12. One reproducible copy (eight and one half inches by 11 inches or 11 inches by 17 inches) or seven oversized copies of a floor plan showing the following information:

a. All property lines, labeled with dimensions.

b. All existing structures.

c. Lighting type and location of fixtures.

d. Doors. Show all door locations, fire rating (if applicable), and direction of swing, self-closing mechanism, required exit signage and lighting, etc.

e. Ventilation equipment and fixtures.

13. Issuance of Collective Garden License. Upon final approval of the application for collective garden license, city shall issue such license that is subject to payment of a $2,500 permit fee due every two years.

I. Collective Garden License Permit Procedure – Appeals.

1. Upon receipt of a complete application, code enforcement official or their designee shall schedule with the applicant an inspection or inspections of the premises to ensure compliance with this chapter. If the applicant is in compliance with this chapter, the police chief or their designee shall issue a collective garden license.

2. Appeal of the police chief’s decision must be submitted to the city clerk in writing no later than 10 business days following the police chief’s decision.

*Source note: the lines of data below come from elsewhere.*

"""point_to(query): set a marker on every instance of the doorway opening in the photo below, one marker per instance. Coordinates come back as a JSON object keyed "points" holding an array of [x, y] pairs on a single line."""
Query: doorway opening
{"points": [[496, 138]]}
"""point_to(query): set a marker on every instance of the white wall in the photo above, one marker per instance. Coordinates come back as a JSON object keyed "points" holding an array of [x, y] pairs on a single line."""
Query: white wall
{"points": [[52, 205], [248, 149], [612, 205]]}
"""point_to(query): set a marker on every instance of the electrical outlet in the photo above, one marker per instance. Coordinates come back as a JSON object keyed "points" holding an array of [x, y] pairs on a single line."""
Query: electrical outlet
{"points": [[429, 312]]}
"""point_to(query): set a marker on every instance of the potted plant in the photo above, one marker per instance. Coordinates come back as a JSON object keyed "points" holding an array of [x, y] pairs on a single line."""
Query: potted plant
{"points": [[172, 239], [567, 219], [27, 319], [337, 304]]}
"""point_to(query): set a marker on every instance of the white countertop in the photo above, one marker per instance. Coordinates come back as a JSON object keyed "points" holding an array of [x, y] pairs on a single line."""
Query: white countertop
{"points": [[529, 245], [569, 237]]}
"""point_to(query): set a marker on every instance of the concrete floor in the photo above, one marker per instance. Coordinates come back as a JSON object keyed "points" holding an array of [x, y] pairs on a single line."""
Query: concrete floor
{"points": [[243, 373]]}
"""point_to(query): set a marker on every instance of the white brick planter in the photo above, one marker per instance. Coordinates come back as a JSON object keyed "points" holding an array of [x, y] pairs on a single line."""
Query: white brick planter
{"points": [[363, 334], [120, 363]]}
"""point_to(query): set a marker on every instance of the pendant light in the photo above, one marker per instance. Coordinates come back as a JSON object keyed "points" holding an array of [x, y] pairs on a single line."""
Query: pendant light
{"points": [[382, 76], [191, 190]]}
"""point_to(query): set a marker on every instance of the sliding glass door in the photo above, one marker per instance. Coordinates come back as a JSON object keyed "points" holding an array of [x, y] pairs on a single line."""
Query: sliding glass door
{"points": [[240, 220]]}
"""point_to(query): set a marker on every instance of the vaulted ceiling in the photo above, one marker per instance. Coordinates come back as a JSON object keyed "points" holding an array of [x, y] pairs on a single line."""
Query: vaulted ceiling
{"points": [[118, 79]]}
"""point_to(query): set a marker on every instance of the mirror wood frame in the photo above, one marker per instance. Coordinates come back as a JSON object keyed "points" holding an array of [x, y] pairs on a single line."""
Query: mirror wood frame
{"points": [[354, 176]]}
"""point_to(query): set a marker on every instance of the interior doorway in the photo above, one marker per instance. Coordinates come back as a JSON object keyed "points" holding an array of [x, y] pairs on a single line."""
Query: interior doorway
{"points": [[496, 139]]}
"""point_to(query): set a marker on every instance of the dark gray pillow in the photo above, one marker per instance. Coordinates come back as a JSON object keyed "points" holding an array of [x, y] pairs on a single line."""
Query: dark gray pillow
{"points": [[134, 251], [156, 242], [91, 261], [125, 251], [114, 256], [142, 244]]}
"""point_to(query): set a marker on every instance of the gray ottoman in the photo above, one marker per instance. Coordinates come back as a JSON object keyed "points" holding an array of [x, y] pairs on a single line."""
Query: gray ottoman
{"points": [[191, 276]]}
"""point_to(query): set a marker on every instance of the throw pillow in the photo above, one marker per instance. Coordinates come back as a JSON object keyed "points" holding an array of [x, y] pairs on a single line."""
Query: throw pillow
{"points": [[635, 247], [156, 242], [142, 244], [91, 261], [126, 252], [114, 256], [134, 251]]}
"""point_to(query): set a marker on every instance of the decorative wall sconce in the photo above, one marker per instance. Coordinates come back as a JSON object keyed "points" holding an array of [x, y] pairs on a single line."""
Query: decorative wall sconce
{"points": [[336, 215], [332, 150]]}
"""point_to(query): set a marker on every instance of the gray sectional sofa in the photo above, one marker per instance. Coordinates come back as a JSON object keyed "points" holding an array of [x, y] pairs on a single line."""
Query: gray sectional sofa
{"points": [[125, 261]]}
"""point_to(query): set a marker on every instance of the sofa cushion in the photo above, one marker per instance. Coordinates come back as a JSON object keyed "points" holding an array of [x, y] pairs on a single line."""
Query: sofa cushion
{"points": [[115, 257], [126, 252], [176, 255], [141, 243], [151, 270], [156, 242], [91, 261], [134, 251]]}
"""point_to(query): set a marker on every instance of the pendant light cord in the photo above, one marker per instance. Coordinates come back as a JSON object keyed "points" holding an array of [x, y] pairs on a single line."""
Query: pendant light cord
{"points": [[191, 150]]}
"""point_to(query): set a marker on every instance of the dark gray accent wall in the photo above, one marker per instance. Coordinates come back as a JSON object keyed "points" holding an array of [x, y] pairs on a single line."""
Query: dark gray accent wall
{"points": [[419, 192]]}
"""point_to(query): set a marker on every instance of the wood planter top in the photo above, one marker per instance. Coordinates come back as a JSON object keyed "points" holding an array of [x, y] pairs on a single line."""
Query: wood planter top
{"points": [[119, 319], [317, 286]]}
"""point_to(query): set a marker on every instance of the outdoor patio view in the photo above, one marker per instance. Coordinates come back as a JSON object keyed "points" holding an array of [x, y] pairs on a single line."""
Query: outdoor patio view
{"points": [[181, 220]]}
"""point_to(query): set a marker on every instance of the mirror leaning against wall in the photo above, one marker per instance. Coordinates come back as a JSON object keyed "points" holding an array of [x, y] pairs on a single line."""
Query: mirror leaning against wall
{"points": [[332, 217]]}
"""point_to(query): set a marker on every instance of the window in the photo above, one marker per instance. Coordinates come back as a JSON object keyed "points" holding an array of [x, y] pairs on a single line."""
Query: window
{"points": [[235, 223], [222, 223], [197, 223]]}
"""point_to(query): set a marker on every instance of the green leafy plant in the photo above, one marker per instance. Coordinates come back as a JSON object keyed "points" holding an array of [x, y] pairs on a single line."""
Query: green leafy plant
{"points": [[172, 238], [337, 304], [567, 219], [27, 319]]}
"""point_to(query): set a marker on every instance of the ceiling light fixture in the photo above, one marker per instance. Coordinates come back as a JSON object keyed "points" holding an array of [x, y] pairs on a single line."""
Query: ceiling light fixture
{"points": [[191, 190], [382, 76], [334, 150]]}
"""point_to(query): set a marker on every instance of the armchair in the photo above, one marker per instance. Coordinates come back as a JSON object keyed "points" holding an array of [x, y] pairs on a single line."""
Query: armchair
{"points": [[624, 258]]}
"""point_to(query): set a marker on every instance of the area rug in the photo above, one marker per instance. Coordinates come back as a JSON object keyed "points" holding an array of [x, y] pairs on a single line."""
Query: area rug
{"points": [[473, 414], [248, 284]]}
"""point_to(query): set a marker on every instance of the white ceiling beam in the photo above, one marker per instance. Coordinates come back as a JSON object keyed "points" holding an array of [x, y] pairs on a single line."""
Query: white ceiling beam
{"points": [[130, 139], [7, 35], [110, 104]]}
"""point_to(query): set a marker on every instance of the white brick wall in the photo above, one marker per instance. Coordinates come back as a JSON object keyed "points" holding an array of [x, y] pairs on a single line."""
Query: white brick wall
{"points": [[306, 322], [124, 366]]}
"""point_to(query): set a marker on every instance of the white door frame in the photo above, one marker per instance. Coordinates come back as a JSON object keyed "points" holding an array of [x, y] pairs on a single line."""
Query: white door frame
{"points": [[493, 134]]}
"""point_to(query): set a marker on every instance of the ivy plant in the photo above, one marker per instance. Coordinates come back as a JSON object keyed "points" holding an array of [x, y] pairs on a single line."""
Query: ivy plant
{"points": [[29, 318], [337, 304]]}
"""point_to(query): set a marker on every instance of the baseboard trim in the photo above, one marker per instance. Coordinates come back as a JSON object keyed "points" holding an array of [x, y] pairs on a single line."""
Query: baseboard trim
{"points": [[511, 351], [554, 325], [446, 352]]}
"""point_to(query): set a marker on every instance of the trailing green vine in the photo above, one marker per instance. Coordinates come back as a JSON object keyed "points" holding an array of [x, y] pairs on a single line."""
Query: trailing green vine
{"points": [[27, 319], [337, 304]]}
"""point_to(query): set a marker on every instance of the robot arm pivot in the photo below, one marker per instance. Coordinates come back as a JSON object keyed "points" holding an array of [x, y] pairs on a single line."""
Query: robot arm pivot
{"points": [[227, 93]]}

3. Administrative appeals shall be processed and conducted before the Zillah city council.

a. Hearing by City Council. The city council shall conduct a hearing on the suspension/revocation within 30 days following the filing of the appeal. The city council shall accept testimony, exhibits and argument on the appeal and shall issue a written decision.

b. Notice of Decision. The city council shall mail written notice of the decision to the licensee at the last address provided by the licensee.

c. City Council Decision – Appeal. The decision of the city council shall be final, and appealable to the appropriate courts. Such appeal must be served on the city and filed with the appropriate court within 10 days of the mailing of the decision to licensee. (Ord. 1320 § 1, 2013)

8.38.040 Enforcement.

The fire chief/building official/code enforcement or designee, and police chief or designee shall all have the authority to enforce the provisions of this chapter and terms/conditions of an issued collective garden license. Police chief and fire chief/building official/code enforcement are authorized to immediately enforce terms and conditions of a collective garden license including immediate revocation in the case of license or legal violations. (Ord. 1320 § 1, 2013)

8.38.050 Violation a misdemeanor.

Any person violating any of the provisions of this chapter is guilty of a misdemeanor. Each violation shall be punishable, as fixed by court, by a fine or by imprisonment, or by both such fine and imprisonment. (Ord. 1320 § 1, 2013)

8.38.060 Nuisance declared.

A. Public Nuisance. Any collective garden operated or maintained in violation of this chapter or any law of the city of Zillah or the state of Washington shall be, and the same is, declared to be unlawful and a public nuisance. The city attorney may, in addition to or in lieu of any other remedies set forth in this chapter, commence an action to enjoin, remove or abate such nuisance in the manner provided by law and shall take such other steps and apply to such court or courts as may have jurisdiction to grant such relief as will abate or remove such public nuisance, and restrain and enjoin any person from operating, conducting or maintaining a collective garden contrary to the provisions of this chapter. (Ord. 1320 § 1, 2013)

8.38.070 Additional enforcement.

The remedies found in this chapter are not exclusive, and the city may seek any other legal or equitable relief, including but not limited to enjoining any acts or practices which constitute or will constitute a violation of any business license ordinance or other regulations herein adopted. (Ord. 1320 § 1, 2013)


1

    Code reviser’s note: Section 8 of Ordinance 1320 provides: “Until such time that a collective garden can meet the requirements of ZMC 17.14.040(D), Section 1 of this ordinance shall not be enforced.”